Well they didn't in Canada, for the most part they honoured previous arrangements. I'm not pretending they were perfect but they were a lot more enlightened than the US settlers proved to be. As for India, that's a whole different debate, but other than some extreme heavy-handedness in quashing rebellions and religious violence they did their best to maintain peace and prosperity comparable to any others at the time. Like I said in my first post, the British [while far from perfect as I perhaps should have stated initially] were the best hope for maintaining an independent native American state of some description. Looking at India that would most likely be a puppet state that later gained independence, or at Canada a semi-autonomous reservation where the natives weren't nearly entirely decimated.
They'd certainly have problems.

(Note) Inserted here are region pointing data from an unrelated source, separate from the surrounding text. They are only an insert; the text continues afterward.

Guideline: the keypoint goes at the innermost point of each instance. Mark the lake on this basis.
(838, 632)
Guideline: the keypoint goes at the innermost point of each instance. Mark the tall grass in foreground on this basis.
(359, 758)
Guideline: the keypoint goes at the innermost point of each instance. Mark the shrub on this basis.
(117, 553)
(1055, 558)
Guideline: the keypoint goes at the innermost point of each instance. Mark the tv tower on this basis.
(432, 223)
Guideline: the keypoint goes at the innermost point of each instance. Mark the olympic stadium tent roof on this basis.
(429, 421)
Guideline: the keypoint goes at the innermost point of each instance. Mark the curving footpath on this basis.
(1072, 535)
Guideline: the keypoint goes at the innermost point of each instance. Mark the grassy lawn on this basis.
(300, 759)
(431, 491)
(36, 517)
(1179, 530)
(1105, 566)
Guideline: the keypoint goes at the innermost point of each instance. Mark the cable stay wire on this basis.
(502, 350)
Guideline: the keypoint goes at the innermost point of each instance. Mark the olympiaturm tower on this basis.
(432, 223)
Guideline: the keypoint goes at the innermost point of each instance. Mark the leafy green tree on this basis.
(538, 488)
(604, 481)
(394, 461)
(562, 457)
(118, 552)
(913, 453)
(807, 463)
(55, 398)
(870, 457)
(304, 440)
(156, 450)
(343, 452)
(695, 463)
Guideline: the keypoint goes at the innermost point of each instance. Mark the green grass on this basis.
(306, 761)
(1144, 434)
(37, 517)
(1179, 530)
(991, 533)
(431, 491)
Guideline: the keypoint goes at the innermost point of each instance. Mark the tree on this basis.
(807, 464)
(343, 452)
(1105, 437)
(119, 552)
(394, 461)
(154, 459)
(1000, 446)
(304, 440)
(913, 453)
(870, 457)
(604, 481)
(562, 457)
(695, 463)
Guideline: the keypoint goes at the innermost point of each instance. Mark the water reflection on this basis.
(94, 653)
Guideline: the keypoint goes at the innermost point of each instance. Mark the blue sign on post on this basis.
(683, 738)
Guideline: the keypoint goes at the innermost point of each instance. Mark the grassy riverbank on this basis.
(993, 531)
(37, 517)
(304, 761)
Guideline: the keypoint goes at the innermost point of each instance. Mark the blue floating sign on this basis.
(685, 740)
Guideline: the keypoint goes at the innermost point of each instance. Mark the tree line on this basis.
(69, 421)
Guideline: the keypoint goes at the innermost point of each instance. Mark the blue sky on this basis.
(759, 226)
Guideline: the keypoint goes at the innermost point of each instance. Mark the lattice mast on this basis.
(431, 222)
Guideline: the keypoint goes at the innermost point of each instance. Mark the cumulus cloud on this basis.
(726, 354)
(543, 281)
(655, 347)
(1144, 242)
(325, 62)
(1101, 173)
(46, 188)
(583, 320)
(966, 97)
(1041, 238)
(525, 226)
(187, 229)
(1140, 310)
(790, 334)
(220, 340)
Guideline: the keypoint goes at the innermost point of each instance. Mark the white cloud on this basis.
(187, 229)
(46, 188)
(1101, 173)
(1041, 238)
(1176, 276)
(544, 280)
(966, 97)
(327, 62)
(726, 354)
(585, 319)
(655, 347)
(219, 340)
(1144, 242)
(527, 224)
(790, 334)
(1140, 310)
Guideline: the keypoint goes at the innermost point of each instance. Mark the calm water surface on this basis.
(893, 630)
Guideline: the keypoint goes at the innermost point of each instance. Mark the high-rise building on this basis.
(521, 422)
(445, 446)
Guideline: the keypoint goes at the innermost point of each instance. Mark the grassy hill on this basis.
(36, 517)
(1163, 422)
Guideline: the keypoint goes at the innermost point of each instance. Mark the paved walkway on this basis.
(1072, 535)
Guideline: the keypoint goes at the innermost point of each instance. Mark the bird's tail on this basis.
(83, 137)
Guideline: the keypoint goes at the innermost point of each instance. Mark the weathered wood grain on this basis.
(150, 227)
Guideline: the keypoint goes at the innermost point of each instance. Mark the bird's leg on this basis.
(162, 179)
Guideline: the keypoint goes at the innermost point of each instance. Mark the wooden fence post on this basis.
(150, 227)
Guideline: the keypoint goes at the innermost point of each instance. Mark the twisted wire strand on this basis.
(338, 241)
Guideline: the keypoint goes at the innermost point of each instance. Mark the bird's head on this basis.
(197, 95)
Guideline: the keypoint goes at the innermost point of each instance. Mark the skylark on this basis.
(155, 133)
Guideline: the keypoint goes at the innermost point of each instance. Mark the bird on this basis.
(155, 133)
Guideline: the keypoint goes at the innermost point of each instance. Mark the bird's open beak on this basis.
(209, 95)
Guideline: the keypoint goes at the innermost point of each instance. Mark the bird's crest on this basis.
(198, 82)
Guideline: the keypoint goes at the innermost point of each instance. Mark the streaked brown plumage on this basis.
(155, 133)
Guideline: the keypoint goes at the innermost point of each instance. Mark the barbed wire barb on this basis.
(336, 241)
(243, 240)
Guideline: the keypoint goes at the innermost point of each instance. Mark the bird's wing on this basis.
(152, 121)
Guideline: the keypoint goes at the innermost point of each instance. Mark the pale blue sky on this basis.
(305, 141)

But if they beat Cortez, as they could have, and captured horses and smiths from the Spanish army and effectively used them (getting less likely here), they might have been able to hold out. They DID have their own allies, they weren't hated by EVERYONE (just most).

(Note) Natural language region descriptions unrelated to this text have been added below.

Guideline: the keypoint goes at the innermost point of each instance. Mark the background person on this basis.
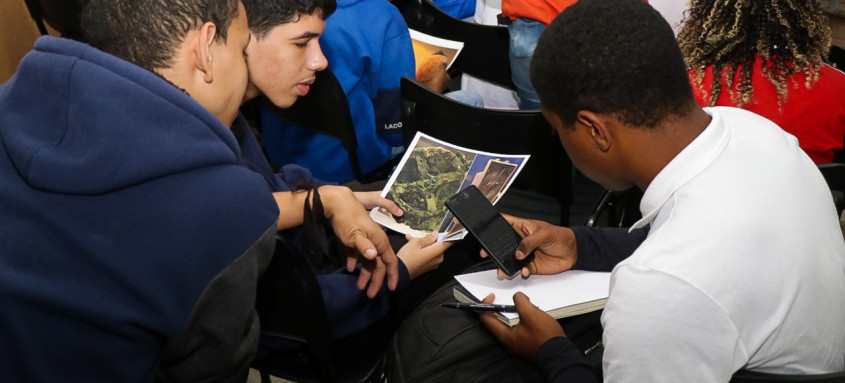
(768, 57)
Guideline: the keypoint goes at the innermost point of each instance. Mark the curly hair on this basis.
(789, 36)
(146, 32)
(617, 57)
(264, 15)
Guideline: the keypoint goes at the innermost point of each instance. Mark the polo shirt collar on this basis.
(700, 153)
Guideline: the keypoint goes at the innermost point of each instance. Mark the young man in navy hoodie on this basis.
(134, 229)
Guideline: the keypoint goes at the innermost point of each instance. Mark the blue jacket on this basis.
(132, 235)
(368, 47)
(349, 310)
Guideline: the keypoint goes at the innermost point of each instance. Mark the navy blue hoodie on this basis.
(132, 235)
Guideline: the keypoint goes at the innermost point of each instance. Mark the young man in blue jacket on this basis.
(140, 222)
(132, 236)
(283, 58)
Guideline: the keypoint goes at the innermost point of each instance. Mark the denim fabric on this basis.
(524, 34)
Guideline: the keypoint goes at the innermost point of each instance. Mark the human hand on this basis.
(374, 199)
(422, 255)
(432, 73)
(535, 327)
(554, 247)
(354, 227)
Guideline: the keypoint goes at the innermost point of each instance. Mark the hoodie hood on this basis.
(76, 120)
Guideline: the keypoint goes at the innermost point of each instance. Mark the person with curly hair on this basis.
(768, 57)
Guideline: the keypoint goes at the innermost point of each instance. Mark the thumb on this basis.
(523, 304)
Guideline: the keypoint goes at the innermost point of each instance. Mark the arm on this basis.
(354, 228)
(539, 337)
(557, 249)
(349, 312)
(397, 60)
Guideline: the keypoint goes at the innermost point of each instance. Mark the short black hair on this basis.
(147, 32)
(264, 15)
(617, 57)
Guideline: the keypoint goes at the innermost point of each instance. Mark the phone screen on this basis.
(484, 222)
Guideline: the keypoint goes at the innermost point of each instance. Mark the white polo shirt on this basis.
(744, 265)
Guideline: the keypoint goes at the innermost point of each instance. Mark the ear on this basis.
(598, 129)
(202, 51)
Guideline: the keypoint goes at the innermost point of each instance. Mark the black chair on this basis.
(834, 174)
(542, 190)
(837, 57)
(325, 110)
(616, 209)
(485, 52)
(290, 305)
(745, 376)
(61, 15)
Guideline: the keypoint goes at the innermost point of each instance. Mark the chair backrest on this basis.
(290, 305)
(745, 376)
(547, 173)
(485, 52)
(834, 174)
(836, 57)
(616, 209)
(61, 15)
(325, 110)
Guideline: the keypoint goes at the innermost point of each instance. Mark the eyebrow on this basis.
(306, 35)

Are the British controlling the entire continent of North America? Because the trans-Appalachia region has plenty of land which white settlers want. These settlers can influence Indian policy, and eventually the colonial offices will favour them over the natives. Even in Canada this will still happen. After all, why preserve primitives when you could be giving their land to good Englishmen or whatever?
Ok, sorry, I misjudged you as one of a few people here who have a historical grudge against Britain. However I would still maintain that though the Brits were undoubtedly cruel and overbearing by modern sensibilities, by the standards of the time they were among the more enlightened and civilised. By a very small margin.
I don't think the British were quite so narrow-minded and ethnocentric as you think. In fact several prominent Indian leaders visited Britain and even Royalty and were treated with great respect. Yes there was a slightly naive and condescending attitude towards them, the 'noble savages', however there was also a general sense of respect towards them as a warrior culture. I think there is a tendency now to view the British Empire as existing solely to delight in murdering primitive native peoples, however the British Empire was largely modelled on the Roman Empire, which basically tried to assimilate it's subjects rather than oppress them.
Which is on British terms and not native terms. That land is very inviting. And at some point, Britain will want to take it on behalf of their colonial populations who are clamouring for it. Subjugation seems inevitable.
Then why didn't it happen earlier? Why didn't the British start colonising native lands before or even after the ARW when they were up for grabs?
Then why didn't it happen earlier? Why didn't the British start colonising native lands before or even after the ARW when they were up for grabs?
They were sick of paying for colonial warfare, perhaps? And afterwards, why not just leave it to the Americans to pay for the fighting it would (did) cause if they really wanted it that badly?
They did, the 13 colonies didn't come into existence via magic. Just prior to the ARW a lot of the area was claimed by the French and the Spanish which meant war with either party. After the ARW all colonization would have to come via Canada which had a population shortage as is.
Well that's rather the point, the big evil Brits didn't take all the land from the Natives, they took much of it from other colonial powers.